(The Center Square) – Tacoma voters will not see two competing measures regarding tenant protections on this fall’s ballot.
On Wednesday, Pierce County Superior Court Judge Timothy Ashcraft ordered the county to remove the Tacoma City Council’s measure from the upcoming election ballot in November.
A citizen’s group called Tacoma For All got a renter protection initiative known as a Tenant Bill of Rights on the ballot. It would require more notice for rent increases, require landlords to offer relocation assistance if the rent increases more than 5% and would ban evictions during the winter and evictions of students and educators during school year, among other protections.
At about the same time, the Tacoma City Council passed its own updates to the city’s rental housing code in July that went into effect on July 24.

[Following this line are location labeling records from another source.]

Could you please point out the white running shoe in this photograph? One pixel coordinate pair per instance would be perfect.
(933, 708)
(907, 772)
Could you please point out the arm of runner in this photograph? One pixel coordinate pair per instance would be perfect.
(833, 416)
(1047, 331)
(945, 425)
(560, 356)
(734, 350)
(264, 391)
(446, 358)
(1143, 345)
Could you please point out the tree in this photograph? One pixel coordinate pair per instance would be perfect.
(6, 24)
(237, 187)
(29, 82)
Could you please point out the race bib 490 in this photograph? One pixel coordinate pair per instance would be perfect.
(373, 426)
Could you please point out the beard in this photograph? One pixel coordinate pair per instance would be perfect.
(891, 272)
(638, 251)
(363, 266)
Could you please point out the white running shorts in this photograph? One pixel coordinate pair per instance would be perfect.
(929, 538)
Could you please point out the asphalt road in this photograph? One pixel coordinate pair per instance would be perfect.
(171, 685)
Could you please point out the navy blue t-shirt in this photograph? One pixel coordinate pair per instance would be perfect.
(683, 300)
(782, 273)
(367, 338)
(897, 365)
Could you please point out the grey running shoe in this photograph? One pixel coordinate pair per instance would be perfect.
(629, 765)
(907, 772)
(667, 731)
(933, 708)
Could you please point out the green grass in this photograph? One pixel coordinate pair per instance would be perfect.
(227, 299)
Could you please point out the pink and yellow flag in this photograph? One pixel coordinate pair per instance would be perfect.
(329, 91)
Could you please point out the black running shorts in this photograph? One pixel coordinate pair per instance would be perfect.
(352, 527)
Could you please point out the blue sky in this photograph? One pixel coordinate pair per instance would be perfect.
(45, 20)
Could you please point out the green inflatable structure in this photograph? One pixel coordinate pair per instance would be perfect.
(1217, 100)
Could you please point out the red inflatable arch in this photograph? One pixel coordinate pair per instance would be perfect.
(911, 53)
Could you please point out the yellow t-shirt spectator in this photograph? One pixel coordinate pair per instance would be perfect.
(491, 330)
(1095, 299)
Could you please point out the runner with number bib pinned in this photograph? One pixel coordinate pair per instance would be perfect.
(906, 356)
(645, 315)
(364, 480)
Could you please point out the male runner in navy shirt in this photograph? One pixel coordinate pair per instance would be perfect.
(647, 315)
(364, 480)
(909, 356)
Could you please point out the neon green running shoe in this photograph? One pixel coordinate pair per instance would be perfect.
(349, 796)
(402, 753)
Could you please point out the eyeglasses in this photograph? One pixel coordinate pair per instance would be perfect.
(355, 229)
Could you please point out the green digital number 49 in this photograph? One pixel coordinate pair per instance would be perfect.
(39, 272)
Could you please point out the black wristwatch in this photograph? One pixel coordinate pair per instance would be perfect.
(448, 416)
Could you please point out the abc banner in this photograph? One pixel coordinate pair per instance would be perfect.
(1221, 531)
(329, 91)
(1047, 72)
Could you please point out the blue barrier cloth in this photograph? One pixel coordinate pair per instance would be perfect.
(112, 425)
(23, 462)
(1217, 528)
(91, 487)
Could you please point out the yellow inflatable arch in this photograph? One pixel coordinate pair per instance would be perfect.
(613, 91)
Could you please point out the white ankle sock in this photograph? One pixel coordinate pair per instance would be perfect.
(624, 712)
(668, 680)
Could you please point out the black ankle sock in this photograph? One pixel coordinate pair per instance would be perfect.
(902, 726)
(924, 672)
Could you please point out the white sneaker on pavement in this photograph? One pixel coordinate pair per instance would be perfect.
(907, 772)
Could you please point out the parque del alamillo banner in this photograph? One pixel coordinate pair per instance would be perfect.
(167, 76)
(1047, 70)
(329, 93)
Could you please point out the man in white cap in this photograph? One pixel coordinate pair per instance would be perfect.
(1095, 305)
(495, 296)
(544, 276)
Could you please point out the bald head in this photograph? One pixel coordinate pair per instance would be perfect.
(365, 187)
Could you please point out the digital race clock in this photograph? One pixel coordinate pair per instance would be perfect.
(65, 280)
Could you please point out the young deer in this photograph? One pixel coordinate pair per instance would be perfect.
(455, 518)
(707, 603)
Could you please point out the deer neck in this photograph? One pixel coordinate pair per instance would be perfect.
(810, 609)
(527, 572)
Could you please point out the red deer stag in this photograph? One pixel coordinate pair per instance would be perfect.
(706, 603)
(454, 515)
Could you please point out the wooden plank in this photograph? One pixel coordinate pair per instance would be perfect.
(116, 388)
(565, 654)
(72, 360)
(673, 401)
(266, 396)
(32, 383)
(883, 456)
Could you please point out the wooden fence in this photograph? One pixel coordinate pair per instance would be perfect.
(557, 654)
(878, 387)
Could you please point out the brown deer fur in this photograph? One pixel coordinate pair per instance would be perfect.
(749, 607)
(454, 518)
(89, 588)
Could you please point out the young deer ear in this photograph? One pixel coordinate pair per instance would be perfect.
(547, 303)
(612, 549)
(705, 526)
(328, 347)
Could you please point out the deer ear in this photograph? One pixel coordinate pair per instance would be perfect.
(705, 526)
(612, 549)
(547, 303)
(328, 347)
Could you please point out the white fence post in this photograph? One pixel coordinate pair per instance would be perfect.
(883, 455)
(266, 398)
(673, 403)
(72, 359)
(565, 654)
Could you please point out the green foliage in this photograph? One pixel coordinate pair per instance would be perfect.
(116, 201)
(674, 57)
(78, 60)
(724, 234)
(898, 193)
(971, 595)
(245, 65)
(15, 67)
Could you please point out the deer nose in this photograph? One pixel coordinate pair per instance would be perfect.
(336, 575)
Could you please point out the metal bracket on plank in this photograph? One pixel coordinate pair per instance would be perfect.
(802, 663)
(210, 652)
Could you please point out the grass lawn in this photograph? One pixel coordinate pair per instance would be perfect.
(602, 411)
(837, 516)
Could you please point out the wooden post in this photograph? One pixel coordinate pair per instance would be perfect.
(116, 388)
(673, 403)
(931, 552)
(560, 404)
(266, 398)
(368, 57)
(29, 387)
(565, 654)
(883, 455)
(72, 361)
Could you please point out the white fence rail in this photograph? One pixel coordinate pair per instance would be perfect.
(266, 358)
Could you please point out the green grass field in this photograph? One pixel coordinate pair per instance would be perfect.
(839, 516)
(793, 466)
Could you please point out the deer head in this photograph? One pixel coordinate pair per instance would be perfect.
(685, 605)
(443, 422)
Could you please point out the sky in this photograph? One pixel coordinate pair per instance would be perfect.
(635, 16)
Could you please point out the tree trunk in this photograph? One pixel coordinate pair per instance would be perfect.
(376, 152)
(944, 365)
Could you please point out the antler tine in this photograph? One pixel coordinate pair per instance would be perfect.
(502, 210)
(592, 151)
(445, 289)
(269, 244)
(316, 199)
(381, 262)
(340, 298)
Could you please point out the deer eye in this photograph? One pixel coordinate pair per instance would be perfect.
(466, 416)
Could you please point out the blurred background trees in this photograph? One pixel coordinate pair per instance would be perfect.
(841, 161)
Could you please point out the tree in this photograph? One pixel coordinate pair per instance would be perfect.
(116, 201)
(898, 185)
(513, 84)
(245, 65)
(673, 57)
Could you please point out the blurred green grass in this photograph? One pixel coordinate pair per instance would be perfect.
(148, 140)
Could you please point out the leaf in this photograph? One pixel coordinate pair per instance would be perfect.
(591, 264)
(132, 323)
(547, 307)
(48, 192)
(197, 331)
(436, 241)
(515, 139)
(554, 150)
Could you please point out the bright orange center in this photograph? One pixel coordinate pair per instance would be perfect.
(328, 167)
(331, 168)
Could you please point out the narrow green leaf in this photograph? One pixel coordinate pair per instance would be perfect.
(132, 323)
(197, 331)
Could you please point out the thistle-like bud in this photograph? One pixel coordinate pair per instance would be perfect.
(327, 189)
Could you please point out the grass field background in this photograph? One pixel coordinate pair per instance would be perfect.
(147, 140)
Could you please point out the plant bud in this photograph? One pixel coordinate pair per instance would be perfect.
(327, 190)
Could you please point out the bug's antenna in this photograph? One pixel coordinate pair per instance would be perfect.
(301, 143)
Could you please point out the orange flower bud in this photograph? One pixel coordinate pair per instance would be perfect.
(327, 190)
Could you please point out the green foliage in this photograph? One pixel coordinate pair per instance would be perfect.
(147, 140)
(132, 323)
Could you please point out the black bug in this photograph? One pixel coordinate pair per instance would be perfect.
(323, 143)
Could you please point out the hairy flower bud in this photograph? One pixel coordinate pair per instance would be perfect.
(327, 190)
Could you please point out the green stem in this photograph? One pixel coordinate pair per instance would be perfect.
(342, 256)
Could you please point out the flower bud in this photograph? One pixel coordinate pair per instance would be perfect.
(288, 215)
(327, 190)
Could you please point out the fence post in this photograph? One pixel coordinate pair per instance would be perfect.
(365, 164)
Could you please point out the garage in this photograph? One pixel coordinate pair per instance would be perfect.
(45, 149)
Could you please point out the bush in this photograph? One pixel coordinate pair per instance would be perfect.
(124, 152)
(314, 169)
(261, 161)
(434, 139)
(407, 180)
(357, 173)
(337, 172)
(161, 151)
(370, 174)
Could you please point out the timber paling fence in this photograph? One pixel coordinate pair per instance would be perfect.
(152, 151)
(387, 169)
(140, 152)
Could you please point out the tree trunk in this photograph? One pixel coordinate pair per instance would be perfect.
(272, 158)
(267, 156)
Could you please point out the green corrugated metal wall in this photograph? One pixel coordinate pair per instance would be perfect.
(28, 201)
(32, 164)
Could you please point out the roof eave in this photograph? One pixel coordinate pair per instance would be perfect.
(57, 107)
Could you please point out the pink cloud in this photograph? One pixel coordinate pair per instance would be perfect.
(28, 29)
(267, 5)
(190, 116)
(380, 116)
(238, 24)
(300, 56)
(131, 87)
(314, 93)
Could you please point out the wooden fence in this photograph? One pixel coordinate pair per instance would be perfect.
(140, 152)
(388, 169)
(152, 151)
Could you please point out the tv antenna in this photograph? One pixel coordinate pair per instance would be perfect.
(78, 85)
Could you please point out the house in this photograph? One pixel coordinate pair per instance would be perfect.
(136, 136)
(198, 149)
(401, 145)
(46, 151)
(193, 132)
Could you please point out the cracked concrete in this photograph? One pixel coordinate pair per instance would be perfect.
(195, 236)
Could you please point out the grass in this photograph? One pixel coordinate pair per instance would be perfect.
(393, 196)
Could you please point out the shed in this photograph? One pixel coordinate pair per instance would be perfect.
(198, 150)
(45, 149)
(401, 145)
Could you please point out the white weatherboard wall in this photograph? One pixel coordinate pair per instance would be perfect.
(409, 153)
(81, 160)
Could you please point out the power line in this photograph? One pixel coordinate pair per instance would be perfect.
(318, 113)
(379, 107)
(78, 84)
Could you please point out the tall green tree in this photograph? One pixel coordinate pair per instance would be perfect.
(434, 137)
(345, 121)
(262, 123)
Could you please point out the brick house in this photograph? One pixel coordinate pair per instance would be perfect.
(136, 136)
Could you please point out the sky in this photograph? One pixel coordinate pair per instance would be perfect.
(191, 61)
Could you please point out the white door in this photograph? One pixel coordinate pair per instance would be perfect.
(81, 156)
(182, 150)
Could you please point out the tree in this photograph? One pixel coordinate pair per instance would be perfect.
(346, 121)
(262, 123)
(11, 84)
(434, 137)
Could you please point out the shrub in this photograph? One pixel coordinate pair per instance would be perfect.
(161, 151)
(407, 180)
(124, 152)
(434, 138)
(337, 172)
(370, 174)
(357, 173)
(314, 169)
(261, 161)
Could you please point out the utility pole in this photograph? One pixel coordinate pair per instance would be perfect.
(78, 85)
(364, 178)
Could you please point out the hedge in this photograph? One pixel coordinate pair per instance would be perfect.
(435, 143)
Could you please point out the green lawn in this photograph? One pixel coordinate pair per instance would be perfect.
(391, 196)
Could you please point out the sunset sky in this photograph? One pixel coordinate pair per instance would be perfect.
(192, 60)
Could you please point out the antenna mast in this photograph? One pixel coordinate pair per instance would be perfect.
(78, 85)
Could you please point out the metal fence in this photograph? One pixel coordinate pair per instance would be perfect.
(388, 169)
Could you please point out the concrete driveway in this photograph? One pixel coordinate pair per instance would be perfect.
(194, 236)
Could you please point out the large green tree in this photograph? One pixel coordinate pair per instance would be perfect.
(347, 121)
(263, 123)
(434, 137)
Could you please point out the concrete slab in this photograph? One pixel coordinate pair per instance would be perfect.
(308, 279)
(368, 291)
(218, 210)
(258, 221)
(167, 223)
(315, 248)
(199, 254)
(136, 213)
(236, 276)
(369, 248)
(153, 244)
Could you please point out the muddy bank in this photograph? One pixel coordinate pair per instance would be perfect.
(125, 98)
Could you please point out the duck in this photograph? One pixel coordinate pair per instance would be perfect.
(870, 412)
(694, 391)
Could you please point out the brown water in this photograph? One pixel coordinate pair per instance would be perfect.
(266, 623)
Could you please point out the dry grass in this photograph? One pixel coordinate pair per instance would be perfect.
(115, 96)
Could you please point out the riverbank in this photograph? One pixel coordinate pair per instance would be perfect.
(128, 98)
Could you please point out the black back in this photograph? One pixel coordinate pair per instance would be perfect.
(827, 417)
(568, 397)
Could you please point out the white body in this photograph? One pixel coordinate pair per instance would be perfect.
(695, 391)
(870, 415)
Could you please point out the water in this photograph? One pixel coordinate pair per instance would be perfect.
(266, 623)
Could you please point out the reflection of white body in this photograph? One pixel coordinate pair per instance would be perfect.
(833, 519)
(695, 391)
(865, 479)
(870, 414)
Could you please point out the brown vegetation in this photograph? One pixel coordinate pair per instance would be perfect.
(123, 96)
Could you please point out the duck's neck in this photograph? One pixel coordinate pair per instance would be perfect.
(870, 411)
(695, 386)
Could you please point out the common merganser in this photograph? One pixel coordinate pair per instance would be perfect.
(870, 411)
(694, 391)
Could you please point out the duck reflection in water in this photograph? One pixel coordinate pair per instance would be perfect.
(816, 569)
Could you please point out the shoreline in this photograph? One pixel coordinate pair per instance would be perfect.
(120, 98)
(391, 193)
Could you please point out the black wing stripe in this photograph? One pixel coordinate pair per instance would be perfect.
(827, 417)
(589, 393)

The city council’s Ordinance 28831, sponsored by Tacoma Mayor Victoria Woodards, would require landlords to comply with health and safety laws and sets limits on late fees for rent and on pet deposits. The measure also requires landlords to have a city business license before increasing rent or evicting tenants, requires only one 120-day notice to raise rent, adds new regulations for shared housing and standardizes screening criteria for the amount of tenant income required to qualify for housing.
The council then voted to place the ordinance on the November ballot, calling it Measure 2, as an alternative to the citizen’s initiative
Tacoma for All and United Food and Commercial Workers Local 367 filed a lawsuit asserting that the city charter guarantees voters the right to an up-or–down majority vote on citizens’ initiatives. They argued the city council did not have the authority to place an alternate ballot, claiming it was a tactic designed to sow confusion.
Aschraft agreed, characterizing the city’s measure as misleading and confusing to voters and prohibited it from going on the ballot.
“This is a massive victory for grassroots democracy in Tacoma and a victory for everyone fighting for stronger tenant protections,” Ty Moore, Tacoma for All campaign manager, said in a social media post. “The court blocked the city’s attempt to derail our campaign on behalf of the landlord lobby and made it clear that city council’s actions were not only deceptive but illegal.”
On Nov. 7, Tacoma voters will decide the fate of the Tenant Bill of Rights.